According to court documents, Hermes had an appointment with Stroud because he was having pain near his scrotum and that he also noticed a growth near his right testicle.
A CT scan with and without contrast and ultrasound were done of Hermes’ pelvic and abdomen area, including both kidneys, which is when doctors noticed a mass on his left kidney.
On Jan. 17, 2013, Fenyes sent and discussed the CT scan and ultrasound findings with Stroud, who was Hermes’ urologist at the time.

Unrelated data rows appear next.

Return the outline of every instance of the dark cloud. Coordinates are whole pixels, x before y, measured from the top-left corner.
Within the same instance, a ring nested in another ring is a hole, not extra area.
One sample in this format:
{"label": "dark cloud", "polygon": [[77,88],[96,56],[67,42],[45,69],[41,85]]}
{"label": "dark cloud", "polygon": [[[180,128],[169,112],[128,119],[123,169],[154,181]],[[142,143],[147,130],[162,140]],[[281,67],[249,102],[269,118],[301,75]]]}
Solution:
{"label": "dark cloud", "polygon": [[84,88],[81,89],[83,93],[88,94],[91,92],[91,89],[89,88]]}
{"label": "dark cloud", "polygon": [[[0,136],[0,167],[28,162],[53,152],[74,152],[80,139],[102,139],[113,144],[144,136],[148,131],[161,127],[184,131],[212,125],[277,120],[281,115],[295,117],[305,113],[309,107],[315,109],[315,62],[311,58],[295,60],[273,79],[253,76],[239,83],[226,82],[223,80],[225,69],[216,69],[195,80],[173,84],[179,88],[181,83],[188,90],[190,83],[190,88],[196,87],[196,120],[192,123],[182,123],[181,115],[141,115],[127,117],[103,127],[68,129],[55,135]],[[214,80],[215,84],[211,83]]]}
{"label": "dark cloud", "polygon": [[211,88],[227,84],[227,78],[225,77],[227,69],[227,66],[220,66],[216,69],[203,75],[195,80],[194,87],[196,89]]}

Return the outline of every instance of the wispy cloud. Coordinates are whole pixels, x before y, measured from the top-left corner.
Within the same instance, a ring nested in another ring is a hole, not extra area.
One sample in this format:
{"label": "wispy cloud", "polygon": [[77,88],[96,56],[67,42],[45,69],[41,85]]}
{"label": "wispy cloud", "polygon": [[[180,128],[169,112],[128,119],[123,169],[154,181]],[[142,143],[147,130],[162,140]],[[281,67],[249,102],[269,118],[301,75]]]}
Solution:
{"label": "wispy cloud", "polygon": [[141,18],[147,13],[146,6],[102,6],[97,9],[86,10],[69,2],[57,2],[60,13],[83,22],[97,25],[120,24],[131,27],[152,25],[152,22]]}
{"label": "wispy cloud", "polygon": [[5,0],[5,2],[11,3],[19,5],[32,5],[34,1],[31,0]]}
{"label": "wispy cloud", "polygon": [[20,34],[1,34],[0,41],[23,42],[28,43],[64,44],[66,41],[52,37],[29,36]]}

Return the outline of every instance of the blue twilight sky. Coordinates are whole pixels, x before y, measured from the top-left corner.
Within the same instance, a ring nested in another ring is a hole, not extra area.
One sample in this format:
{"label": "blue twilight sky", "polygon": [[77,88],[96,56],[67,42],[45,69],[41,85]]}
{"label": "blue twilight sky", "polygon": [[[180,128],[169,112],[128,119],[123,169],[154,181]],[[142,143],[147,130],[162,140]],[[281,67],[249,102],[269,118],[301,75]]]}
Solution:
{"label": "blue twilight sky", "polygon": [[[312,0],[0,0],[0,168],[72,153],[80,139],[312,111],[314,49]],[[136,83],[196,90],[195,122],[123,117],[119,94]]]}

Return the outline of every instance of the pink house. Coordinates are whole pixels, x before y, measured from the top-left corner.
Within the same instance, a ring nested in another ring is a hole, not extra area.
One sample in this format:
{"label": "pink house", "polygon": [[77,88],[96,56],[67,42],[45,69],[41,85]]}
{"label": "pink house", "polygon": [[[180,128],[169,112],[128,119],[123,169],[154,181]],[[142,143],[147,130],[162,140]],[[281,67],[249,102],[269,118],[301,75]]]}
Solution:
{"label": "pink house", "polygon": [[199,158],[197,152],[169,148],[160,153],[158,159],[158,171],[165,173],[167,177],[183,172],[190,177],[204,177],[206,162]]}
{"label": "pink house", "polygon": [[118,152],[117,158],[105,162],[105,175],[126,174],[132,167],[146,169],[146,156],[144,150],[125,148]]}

Five days later, Hermes had an appointment with Stroud and was told that the lump was at “high risk” of being cancerous, and doctors recommended surgery to remove the kidney, the lawsuit states.
The next month, Hermes had the surgery, he and his family were told afterward that the left kidney with a mass was removed and sent to a pathologist for analysis.
But the pathology report indicated the kidney that had been removed was healthy. When Stroud told Hermes that the left kidney had been “erroneously” removed and that his right kidney was cancerous, Hermes said he was “shocked” and could not say a word at first.
Hermes sought another diagnosis from another doctor at the University of Texas Southwestern Medical Center who recommended a partial removal of the right kidney using robotic technology.
The cancerous portion of the kidney was removed in March 2013. There was no cancer found near the scrotum, according to the lawsuit.
Although Hermes said that he is cancer-free, he lives with the uncertainty about what will happen with his future health needs.
He must be cancer-free for five years before he is eligible for a transplant, and even then there are no guarantees that a transplant will be successful.
His wife Bernadette said she is concerned about her husband getting an infection or getting sick.
“I’m trying to be uplifting and positive,” she said. “But I know that at any time his kidney could stop working.”
Glenn Hermes said his lawsuit is not about the money, but out of concern as to how he will protect his wife and family as the main provider, he said.
“When this lawsuit is all over, I will still only have three quarters of a kidney left,” he said.